メランコリック・ウォール
第48章 ウォールシイナ
何分待っても進展がないので、義父が重い口をひらいた。
それでもオサムは黙っていた。
聞き分けのない子供のようだが、40を過ぎた中年のその姿は情けなくもある。
…
結局、午後4時を過ぎ、日も落ちてきてしまった。
「アキちゃん、今日は?」
「空港近くのホテルを取ってます。朝一番で九州に戻ります」
「そうか…。送っていくからね。」
断ろうと思ったが、到着したときと同様、義父は折れないと悟った。
「ありがとうございます…すみません。」
また、私と義父はオサムに目をやった。
九州に戻ると聞いても、何も言わなかった。
「本当は…今日、判を押してほしかった。」
「…。」
「なにか言ってくれない?」
「……お前は…」
久しぶりにオサムの声が聞こえた。
「お前はっ…俺と一緒になって、この会社を支えていくって誓って、嫁に来たんだろう」
「…はい。
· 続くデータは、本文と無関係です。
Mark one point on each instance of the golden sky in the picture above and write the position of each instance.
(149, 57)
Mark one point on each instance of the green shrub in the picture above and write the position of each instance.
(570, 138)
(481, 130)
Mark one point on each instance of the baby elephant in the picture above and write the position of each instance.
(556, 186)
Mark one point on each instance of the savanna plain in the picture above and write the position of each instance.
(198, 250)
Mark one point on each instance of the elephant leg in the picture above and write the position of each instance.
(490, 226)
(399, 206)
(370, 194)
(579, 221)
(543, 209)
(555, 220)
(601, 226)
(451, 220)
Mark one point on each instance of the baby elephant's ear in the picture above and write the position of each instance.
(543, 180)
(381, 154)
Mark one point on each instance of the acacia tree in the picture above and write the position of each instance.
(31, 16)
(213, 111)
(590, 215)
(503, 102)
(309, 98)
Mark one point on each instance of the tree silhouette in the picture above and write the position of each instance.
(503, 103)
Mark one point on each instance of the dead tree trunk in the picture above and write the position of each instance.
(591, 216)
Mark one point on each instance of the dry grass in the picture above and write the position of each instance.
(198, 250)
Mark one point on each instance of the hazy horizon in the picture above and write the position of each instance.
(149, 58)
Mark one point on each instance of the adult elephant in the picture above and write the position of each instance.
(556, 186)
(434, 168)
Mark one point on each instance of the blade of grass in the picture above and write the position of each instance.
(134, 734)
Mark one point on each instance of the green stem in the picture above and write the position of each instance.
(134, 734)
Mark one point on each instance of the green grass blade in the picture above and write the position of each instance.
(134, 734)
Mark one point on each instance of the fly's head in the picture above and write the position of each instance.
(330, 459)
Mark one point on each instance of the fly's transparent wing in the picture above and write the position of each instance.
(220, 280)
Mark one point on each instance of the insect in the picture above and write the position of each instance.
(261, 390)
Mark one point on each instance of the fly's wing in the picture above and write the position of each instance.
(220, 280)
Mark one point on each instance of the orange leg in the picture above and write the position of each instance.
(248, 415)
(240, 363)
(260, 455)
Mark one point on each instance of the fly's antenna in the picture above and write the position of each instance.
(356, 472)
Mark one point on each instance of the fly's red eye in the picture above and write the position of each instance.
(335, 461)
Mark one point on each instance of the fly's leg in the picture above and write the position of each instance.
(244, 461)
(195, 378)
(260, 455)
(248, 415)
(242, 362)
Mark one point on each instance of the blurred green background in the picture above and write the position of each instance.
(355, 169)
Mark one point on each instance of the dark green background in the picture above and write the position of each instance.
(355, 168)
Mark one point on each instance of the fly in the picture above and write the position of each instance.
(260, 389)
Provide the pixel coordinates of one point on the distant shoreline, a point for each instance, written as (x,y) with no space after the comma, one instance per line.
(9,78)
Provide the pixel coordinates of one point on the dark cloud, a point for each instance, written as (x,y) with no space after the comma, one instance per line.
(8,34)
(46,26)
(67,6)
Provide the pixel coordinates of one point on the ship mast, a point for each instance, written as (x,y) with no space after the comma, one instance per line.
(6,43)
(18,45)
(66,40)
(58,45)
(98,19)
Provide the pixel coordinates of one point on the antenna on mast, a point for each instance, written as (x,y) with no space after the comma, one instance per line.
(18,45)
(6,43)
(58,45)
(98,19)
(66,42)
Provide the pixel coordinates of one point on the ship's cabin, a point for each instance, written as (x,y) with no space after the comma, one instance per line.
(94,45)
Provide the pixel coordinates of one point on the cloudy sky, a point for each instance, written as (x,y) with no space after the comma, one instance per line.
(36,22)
」
「それをどうして簡単に、他へやれるんだよ…?!」
「私はっ…モノじゃない。」
「揚げ足を取るな!お前、自分の誓いはどうしたんだ。ちょっと浮気されたくらいでここまでするなんて、どうかしてる!」
「ちがっ…――」
「オサム。それは違う。」
私の言葉を遮るようにして義父が低く言った。
親父は黙っていろとオサムが喚いたが、義父も引き下がらなかった。
「俺だってな、最初はそう思ったよ。お前が浮気したから、こうなったってな。」
「だってそうじゃねえか。」
「違うんだよ。いい加減、よく考えろオサム。アキちゃんはお前の浮気なんてどうでも良かったんだよ…。」
「…あぁ?」
「もっと前から、2人の関係は崩壊していただろう?思い返してみろ。夫婦として、家族として、うまくいってたか?」
「…。」
「それでもな、アキちゃんは10年以上、うちを支えてくれてたんだ。当たりの強いお前と、都合の悪いことは見て見ぬふりをしてきた俺との間でな…。」